4)       É “frisada a importância da oração em família, (...) a fim de alimentar uma verdadeira «cultura familiar de oração»”. O único jeito de ensinar as famílias a rezarem é rezando com elas! A catequese precisa propor momentos de oração, espiritualidade, retiros e devoções com as famílias. Nos encontros de catequese familiar com os pais, o desafio é despertar neles a responsabilidade de uma vida de oração. Rezar junto com os seus filhos é considerada “uma forma eficaz para transmitir a fé às crianças”. O texto insiste ainda sobre as propostas de “leitura comum da Escritura, assim como sobre outras formas de oração, como a bênção da mesa e a recitação do rosário” (nº 42).
5)      Outras iniciativas criativas também são eficazes, tais como a peregrinação de uma imagem ou ícone de Nossa Senhora de família em família, ou ainda a “«peregrinação do evangelho», que consiste na colocação de um ícone e da Sagrada Escritura nas famílias, com o compromisso de ler regularmente a Bíblia e rezar juntos durante um determinado período” (nº 57), entre outras iniciativas.

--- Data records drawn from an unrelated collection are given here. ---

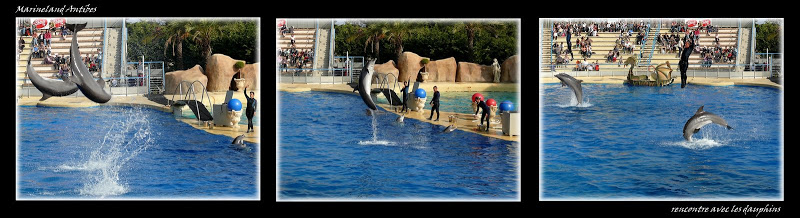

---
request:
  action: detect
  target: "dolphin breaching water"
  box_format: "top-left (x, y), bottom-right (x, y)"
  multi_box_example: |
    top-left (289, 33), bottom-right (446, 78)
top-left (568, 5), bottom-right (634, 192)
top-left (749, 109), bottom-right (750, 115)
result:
top-left (231, 135), bottom-right (244, 146)
top-left (27, 24), bottom-right (111, 103)
top-left (683, 106), bottom-right (733, 141)
top-left (69, 24), bottom-right (111, 103)
top-left (555, 73), bottom-right (583, 105)
top-left (28, 56), bottom-right (78, 101)
top-left (358, 58), bottom-right (378, 110)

Embora todas essas indicações pastorais sejam muito preciosas e colocá-las em prática seja uma grande conquista, não podemos parar por aí...

Recentemente conheci uma comunidade paroquial que vive um outro desafio. Lá, ao mesmo tempo em que as crianças têm o encontro de catequese, os pais, em outro ambiente, têm um encontro de catequese direcionado para eles. Todos gostam. Os pais vão ao salão paroquial com os filhos, levam-nos até a sala onde acontece o encontro de catequese. Já às portas, está a catequista esperando com um sorriso de boas-vindas. Os pais seguem para outra sala onde outro catequista os aguarda. Quando os encontros acabam, pais e filhos se reúnem de novo e participam juntos da missa. Os catequistas sentem que a catequese vai bem, as crianças e suas famílias participam dos encontros, das missas e de outras propostas feitas pelos catequistas. Grande alegria dessa comunidade paroquial é que, desde que adotaram essa metodologia de catequese com os pais, mesmo depois dessa fase de catequese ter acabado e os encontros para os pais terem se encerrado, grande parte das crianças continua participando das celebrações, junto com seus familiares. Os catequistas estão convictos que isso é resultado do esforço pela catequese familiar que já ocorre a quatro anos. Porém, agora a consciência dessa comunidade aguçou-se e ela percebeu que, embora a maior parte das famílias participem da missa, a grande maioria não passou a integrar as pastorais, movimentos e serviços da comunidade, mesmo as crianças. Aqui o desafio já é outro... como despertar essas famílias para a vida em comunidade?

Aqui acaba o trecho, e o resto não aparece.